COMMUNITY DEVELOPMENT CERTIFICATE

Module 9: ABCD Wrap-Up

This course on ABCD has presented a lot of information. Perhaps it can be best summarized and described, though, via Kretzmann’s “portrait of a healthy and inclusive community.”(1) If the ABCD approach is implemented judiciously—that is, if participation in and ownership of a project give community members agency in re-envisioning their own destinies—the following aspects will manifest in the resulting community.
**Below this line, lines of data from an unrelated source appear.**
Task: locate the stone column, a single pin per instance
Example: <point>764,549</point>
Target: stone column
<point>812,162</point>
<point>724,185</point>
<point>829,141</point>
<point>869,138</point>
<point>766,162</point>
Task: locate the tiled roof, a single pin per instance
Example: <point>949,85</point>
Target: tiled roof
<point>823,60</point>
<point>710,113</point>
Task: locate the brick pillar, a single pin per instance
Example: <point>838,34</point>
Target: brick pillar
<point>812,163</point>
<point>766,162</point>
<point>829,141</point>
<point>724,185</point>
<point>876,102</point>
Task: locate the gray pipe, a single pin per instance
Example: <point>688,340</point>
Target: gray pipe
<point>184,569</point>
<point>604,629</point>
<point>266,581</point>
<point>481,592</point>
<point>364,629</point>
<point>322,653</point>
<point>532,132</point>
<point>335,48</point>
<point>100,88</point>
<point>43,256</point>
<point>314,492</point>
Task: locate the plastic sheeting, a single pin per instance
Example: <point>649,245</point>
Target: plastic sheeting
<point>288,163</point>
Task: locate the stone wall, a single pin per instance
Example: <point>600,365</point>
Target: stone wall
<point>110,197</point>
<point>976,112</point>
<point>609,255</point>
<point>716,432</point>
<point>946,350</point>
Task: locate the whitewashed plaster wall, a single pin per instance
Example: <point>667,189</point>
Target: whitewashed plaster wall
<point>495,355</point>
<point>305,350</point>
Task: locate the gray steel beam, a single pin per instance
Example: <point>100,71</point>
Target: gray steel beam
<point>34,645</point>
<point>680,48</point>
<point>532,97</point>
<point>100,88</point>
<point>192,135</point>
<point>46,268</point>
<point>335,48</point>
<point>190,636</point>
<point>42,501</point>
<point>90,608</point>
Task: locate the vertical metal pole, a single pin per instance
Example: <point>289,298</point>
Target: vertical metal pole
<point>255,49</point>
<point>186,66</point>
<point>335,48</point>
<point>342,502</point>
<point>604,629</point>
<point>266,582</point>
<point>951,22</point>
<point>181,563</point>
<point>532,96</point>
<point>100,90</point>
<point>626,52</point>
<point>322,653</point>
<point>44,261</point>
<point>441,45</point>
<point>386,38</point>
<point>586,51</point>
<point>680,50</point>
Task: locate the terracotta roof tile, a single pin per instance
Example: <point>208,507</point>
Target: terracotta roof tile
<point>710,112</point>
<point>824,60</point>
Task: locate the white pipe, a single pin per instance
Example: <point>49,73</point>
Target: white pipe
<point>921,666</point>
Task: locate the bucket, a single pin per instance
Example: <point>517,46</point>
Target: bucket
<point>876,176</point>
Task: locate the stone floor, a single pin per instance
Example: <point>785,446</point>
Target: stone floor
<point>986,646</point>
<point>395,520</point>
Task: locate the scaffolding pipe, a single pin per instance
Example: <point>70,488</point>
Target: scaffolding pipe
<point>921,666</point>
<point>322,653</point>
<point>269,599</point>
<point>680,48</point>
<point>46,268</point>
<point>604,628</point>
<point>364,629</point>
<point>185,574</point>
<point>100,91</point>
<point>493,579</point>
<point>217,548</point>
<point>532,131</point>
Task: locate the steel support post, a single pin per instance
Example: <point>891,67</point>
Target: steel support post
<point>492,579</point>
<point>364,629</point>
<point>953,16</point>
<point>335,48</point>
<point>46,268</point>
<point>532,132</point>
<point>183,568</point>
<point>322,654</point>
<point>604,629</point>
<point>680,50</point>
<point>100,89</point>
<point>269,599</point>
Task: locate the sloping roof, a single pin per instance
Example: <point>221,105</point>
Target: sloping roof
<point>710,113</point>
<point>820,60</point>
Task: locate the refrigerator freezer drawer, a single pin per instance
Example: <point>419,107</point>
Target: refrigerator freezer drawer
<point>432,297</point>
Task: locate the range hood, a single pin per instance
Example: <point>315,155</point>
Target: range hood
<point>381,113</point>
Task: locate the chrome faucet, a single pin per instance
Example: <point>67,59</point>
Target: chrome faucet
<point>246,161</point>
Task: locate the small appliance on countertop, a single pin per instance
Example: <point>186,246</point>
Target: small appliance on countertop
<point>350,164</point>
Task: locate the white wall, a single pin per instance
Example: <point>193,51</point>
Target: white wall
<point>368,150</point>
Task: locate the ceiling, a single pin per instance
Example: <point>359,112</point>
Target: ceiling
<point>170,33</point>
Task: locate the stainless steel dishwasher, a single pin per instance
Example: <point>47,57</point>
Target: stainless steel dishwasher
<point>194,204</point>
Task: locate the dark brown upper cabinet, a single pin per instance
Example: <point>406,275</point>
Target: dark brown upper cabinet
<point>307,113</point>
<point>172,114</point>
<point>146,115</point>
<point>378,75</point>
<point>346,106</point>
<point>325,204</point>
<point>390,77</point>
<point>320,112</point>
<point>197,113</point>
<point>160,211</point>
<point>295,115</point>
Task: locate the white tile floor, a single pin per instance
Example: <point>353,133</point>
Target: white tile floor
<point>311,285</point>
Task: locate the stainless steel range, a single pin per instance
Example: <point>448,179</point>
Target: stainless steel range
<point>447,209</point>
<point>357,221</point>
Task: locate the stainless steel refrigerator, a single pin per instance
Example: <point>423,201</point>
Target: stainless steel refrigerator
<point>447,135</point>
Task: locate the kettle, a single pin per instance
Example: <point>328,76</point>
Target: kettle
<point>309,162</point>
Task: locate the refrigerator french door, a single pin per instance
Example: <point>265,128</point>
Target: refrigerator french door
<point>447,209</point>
The community will be one that:

  1. Understands, accepts, and embraces change

  2. Seeks broad-based participation

  3. Focuses on sustainable triple bottom line (economic vitality, environmental integrity, community well-being)

  4. Values collaboration

  5. Knows and builds on the community’s assets, capacities, skills, comparative advantages and points of difference

  6. Continually renews and builds diversified leadership base

  7. Encourages civic pride

  8. Champions passionate and entrepreneurial attitudes and behaviors

As McKnight reminds us in the Mobilizing Community Assets video training program,

“Nothing we have presented is a map, it’s not a strategic plan, it’s not a model. Communities evolve from the wisdom of citizens. And what we have been talking about … is a path, a direction, but not a template, not a cookie-cutter. We think that when citizens are allowed to be creative in association, that they will make that path.”(2)

Footnotes

(1) Kretzmann, John P. Class Lecture. “The ABCD Approach & Temporary Volunteer Projects.” Northwestern University, Chicago, IL. June 2009.

(2) McKnight, J., and Kretzmann, J. Mobilizing Community Assets: The Video Training Program for Building Communities from the Inside Out. ACTA Publications, 1996.